Continuou o lúdico e fez o café em pouco tempo. Comeram como pai e filhos felizes, embora o clima entre eles fosse sempre positivo. Sentia, no entanto, que faltava algo. Esperava que o tempo tornasse Clara uma boa mãe e esposa, mas essa época nunca chegava.

Queria uma família como a sua, como quando seus pais estavam vivos. Tudo parecia mais alegre. Sua mãe era sempre tão carinhosa. Lágrimas surgiam sempre que ele lembrava dos pais; ainda não tinha superado a morte deles.

Clara apareceu após duas horas, suada e pronta para continuar a discussão sobre a campanha. Hugo imaginou que o treino a tivesse acalmado, mas, pelo jeito, estava mais decidida do que nunca.

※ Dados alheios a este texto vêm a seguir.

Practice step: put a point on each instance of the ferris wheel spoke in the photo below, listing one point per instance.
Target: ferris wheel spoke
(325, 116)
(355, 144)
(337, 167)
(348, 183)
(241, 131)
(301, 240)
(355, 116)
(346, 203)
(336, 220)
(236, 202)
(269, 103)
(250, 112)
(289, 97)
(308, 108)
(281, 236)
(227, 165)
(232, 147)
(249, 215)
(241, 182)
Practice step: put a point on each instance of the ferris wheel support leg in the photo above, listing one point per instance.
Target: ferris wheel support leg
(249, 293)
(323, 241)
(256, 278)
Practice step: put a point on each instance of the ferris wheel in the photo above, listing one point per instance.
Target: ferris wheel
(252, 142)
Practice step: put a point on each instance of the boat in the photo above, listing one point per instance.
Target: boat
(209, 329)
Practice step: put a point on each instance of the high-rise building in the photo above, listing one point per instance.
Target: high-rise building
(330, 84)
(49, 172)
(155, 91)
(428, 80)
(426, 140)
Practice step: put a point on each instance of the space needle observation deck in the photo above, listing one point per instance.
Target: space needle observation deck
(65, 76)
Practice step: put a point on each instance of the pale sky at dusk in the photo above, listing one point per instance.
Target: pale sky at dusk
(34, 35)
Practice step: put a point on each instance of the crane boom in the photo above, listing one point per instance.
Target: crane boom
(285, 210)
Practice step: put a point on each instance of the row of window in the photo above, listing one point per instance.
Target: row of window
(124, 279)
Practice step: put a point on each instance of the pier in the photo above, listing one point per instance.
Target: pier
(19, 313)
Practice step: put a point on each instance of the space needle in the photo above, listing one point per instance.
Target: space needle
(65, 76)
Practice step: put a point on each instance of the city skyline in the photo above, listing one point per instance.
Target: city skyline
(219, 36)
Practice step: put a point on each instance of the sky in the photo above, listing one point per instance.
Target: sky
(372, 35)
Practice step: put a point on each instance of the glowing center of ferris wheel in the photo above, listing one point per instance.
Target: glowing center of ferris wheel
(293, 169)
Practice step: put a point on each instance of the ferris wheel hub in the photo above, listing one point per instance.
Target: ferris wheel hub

— Bom, voltando ao roteiro da marca... — Ela falou como se não tivessem acabado de começar a conversa.

— Não vai dar nem bom dia aos seus filhos? — Ele perguntou, largando o pano com que limpava a mesa onde as crianças haviam feito desenhos. As crianças evitaram olhar para Clara e ficaram tensas assim que ela entrou. A irritação de Hugo o impediu de perceber esse movimento delas.

— Bom dia, meus amores. — Ela deu falsos carinhos e um sorriso um tanto sinistro para eles. Maria, desconfiada, deu um jeito de ir correndo para o quarto e levou o irmão com ela.

Clara sorriu ao ver a saída de Maria. Era exatamente o tipo de atitude que ela esperava de uma criança bem educada: que ficasse calada e desaparecesse de vista.

— Clara, estávamos nos divertindo aqui. Íamos brincar de bolhas de sabão agora. Por que você estraga as nossas brincadeiras? — Ele questionou a fútil esposa.

— Eu tenho culpa deles quererem ir brincar no quarto? Você me ouviu mandá-los sair daqui? Pare de desviar do assunto, Hugo. Vamos fazer essa campanha do meu jeito, dessa vez.

— Clara, essa discussão acabou. O cliente decidiu mandar um diretor para fazer a campanha. Ele deve estar chegando daqui a pouco com a própria equipe. Você só precisa decorar o roteiro. — Ele falou, deixando a mulher sozinha e na cozinha vazia. Tinha limpado todo vestígio da vida que acontecera ali a poucos minutos. O ambiente limpo e em silêncio deixou Clara à vontade para mostrar a sua verdadeira face. Pegou o telefone e mandou uma mensagem marcando um encontro com seu verdadeiro amor.

“Te encontro às 14:00. Estou com saudades.”

Apagou a mensagem e sorriu, pensando que teria sua vingança por não ter tido o desejo atendido na sua primeira campanha.